Nachtjaeger
Versprich es mir. Dann werde ich dir versprechen, dir dafür auch etwas zu geben. Was immer du willst, und was immer ich dir geben kann.«
»Alles?«, fragte Morgan, die plötzlich angespannt wirkte. »Du gibst mir alles, was ich will? Ist das ein Versprechen?«
»Ja, das ist ein Versprechen.«
Jennas Augen fielen zu. Doch sie riss sie wieder auf, als sich Morgans Fingernägel in das Fleisch ihrer Hand vergruben. Sie beugte sich zu ihr, die Augen groß und dunkel, und sah sie eindringlich an.
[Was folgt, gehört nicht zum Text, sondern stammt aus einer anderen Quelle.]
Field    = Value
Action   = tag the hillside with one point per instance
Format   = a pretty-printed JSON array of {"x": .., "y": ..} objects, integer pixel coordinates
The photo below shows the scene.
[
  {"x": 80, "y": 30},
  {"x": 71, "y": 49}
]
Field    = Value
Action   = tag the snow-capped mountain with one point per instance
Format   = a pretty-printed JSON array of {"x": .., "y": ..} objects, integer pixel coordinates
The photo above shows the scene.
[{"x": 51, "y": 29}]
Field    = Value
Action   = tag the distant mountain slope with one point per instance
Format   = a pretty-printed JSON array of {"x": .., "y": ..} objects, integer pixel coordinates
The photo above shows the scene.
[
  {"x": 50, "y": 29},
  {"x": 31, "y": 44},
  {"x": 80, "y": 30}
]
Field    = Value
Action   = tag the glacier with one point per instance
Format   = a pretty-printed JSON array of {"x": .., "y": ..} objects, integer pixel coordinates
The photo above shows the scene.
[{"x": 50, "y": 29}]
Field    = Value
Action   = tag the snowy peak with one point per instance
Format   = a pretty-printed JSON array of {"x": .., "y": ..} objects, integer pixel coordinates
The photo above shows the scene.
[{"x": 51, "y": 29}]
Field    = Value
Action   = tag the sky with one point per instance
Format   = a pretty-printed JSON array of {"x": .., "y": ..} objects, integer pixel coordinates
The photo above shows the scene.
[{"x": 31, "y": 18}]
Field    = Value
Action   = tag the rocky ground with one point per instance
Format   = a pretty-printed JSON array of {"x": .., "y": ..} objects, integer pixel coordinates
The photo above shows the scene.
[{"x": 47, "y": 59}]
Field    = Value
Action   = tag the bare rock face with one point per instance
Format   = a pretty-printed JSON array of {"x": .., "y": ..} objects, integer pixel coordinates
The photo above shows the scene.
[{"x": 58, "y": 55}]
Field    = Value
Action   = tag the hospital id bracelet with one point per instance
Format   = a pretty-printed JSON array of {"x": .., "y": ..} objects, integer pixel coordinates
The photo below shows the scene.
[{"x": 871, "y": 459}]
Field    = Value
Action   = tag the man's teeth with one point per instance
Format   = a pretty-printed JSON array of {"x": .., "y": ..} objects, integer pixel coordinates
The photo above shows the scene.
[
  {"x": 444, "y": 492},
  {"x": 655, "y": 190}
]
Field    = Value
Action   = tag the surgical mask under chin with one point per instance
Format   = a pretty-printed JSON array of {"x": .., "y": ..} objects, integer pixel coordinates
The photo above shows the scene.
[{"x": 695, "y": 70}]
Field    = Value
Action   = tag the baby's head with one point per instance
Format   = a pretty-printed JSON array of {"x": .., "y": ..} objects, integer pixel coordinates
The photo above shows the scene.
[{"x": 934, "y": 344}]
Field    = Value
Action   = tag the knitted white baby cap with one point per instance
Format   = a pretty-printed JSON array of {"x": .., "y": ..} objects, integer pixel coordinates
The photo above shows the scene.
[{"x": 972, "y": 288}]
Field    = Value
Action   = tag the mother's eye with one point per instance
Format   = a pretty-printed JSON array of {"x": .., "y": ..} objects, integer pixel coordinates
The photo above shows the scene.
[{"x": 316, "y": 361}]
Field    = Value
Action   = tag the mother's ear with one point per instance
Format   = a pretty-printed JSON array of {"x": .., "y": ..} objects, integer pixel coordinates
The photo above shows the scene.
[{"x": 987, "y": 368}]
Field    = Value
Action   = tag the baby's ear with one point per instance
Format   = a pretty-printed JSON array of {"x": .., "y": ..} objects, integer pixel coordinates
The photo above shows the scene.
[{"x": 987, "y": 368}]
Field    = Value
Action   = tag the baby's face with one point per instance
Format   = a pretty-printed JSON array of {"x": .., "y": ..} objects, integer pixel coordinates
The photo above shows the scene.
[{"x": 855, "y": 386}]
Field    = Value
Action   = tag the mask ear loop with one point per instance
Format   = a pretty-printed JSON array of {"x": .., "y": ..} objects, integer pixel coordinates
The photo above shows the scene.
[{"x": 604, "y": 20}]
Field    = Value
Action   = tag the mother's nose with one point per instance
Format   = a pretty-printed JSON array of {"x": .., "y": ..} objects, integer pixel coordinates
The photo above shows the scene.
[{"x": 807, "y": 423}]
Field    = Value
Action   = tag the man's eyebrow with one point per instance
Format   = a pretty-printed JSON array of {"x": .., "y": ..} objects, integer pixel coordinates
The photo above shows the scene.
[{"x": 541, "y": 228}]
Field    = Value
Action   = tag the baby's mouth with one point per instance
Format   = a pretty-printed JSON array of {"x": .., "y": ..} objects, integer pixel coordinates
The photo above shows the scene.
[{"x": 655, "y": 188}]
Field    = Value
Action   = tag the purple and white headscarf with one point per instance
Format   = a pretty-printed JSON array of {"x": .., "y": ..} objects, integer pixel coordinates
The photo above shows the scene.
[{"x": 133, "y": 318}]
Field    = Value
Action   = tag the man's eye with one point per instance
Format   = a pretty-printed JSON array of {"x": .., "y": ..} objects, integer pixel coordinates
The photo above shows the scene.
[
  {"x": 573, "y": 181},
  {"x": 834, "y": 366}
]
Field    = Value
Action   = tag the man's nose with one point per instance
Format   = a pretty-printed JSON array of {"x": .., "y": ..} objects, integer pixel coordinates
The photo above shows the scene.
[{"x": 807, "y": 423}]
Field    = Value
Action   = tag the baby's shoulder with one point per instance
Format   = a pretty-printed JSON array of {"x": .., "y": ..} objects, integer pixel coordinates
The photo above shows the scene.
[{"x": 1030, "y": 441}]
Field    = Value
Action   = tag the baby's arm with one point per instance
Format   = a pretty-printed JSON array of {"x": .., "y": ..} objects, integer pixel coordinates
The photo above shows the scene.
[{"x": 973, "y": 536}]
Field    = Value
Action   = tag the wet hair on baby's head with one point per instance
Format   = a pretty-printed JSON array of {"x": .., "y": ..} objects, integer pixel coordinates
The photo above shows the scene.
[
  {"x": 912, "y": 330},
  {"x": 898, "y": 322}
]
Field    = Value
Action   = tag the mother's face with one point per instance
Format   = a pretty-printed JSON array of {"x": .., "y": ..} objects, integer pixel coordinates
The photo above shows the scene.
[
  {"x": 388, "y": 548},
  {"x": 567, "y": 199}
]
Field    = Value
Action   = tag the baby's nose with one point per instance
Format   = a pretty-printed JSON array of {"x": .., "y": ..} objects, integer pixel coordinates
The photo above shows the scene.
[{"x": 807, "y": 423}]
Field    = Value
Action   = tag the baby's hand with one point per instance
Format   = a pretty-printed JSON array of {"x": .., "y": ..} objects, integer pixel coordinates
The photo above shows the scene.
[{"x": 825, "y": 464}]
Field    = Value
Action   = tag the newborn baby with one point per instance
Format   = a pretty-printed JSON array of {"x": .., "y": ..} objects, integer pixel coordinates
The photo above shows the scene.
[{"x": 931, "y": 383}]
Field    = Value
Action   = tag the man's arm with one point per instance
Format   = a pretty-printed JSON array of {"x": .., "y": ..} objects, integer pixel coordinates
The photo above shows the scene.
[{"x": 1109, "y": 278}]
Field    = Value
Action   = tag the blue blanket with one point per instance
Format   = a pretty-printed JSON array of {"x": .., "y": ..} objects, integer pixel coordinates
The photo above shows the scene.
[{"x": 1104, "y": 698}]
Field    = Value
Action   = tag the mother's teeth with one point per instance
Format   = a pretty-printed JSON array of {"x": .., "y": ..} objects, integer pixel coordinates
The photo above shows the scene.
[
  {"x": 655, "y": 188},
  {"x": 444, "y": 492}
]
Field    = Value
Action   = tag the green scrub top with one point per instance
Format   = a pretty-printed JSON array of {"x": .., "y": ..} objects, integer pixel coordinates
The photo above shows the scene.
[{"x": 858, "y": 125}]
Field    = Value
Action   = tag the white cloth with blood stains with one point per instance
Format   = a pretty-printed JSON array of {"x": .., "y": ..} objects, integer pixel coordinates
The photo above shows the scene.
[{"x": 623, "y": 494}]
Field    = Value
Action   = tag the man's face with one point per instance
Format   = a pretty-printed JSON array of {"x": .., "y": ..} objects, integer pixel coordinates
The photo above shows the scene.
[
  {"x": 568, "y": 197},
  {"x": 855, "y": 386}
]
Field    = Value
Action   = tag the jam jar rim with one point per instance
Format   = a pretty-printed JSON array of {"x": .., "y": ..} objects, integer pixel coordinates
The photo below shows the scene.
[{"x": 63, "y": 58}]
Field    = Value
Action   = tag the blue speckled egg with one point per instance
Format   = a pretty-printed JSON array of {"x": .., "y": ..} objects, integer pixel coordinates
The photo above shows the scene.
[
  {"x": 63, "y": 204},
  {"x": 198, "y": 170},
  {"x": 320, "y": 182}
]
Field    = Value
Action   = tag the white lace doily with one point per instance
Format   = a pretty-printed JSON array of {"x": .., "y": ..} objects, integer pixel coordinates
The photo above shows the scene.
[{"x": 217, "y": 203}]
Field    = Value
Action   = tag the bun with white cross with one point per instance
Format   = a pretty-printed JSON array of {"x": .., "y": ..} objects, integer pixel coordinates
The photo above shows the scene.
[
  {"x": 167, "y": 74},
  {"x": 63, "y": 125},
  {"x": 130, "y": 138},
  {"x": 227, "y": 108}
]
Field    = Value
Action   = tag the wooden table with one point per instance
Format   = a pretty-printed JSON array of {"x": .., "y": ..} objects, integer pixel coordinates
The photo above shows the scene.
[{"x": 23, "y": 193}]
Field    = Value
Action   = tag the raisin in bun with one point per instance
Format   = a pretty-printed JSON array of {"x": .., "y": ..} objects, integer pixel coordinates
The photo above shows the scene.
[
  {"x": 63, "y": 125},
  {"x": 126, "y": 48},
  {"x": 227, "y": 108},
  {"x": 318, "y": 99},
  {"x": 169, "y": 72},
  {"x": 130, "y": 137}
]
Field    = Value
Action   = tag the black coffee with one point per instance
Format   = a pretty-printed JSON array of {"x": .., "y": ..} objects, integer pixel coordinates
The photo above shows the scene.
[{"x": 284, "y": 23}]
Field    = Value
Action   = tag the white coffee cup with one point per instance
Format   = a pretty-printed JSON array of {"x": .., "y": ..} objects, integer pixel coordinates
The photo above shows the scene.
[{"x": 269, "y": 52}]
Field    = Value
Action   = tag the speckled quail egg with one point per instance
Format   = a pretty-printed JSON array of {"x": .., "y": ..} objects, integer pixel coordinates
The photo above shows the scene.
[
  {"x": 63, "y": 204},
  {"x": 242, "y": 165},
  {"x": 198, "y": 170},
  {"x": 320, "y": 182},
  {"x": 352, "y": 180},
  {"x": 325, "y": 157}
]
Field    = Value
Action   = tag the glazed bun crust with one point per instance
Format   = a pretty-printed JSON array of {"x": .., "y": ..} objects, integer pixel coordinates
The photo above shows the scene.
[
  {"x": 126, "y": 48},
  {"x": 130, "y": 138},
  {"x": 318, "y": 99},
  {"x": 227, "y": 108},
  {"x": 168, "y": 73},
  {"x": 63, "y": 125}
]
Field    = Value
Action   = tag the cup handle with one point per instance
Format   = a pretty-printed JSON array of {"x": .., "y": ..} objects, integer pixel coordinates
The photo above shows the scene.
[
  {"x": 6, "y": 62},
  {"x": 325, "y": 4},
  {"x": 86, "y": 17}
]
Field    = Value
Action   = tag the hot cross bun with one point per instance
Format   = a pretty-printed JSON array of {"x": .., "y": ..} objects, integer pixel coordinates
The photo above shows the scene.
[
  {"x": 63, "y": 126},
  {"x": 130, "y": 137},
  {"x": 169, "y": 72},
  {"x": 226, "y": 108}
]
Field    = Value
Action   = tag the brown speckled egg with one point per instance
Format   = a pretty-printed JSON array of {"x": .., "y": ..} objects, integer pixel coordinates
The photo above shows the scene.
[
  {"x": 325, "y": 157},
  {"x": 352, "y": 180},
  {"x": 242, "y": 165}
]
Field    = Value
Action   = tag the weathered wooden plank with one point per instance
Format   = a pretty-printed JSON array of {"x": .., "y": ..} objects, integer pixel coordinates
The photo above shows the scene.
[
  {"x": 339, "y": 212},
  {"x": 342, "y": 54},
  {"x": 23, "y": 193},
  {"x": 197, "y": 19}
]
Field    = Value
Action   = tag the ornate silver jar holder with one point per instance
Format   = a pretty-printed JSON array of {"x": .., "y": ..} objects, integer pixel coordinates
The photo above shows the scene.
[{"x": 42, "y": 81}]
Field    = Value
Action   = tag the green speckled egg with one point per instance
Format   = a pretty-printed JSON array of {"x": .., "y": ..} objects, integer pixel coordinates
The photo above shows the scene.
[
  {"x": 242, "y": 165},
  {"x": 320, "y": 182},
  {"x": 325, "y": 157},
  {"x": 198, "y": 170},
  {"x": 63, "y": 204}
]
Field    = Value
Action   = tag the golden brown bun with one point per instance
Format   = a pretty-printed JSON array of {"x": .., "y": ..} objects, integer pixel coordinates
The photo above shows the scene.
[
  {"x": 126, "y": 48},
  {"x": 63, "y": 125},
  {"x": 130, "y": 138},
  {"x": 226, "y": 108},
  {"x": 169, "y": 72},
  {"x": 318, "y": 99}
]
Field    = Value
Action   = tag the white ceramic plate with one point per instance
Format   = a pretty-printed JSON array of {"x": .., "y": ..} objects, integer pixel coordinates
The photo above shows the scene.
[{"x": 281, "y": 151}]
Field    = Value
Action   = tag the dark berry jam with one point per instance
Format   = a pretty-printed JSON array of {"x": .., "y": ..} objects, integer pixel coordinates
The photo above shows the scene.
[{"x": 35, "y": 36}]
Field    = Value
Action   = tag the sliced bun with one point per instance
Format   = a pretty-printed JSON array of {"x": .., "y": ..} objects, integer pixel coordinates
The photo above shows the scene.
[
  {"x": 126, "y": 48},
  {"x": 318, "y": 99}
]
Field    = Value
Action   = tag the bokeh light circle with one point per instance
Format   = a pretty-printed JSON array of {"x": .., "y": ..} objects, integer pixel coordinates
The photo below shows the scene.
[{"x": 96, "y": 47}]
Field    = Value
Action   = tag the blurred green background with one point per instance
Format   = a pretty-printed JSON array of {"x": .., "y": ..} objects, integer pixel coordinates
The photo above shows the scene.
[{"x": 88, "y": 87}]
»Ich will, was mir immer vorenthalten wurde, was für andere selbstverständlich ist. Ich will, was du hast, Jenna. Ich will frei sein. Ich will Sommerley verlassen können und nie mehr hierher zurückkehren. Ich will mir auch keine Sorgen machen müssen, dass man mich sucht und jagt. Wenn du Leander dazu bringen kannst, mich gehen zu lassen, dann werde ich niemandem ein Sterbenswörtchen verraten. Ich werde dir sogar helfen, hier rauszukommen. Du hast mein Wort.«
Die unterdrückte Leidenschaft in Morgans Stimme überzeugte Jenna.
Sie sank zur Seite, und ihr Kopf fiel auf das Kissen. »Abgemacht«, murmelte sie bereits halb schlafend. »Aber verrat es niemandem. Das wissen nur wir beide … Für den Moment … Und ich werde Leander überreden, dich ziehen zu lassen … Ich bin mir sicher, dass ich einen Weg finden werde, ihn zu überzeugen …«
Die Dunkelheit begann sich wie eine warme, weiche Decke über sie zu legen.
Sie schlief beinahe, als sie Morgan noch etwas flüstern hörte. Etwas Gequältes, Worte voller Selbsthass. Fast klang es so, als ob sie um Vergebung bitten würde.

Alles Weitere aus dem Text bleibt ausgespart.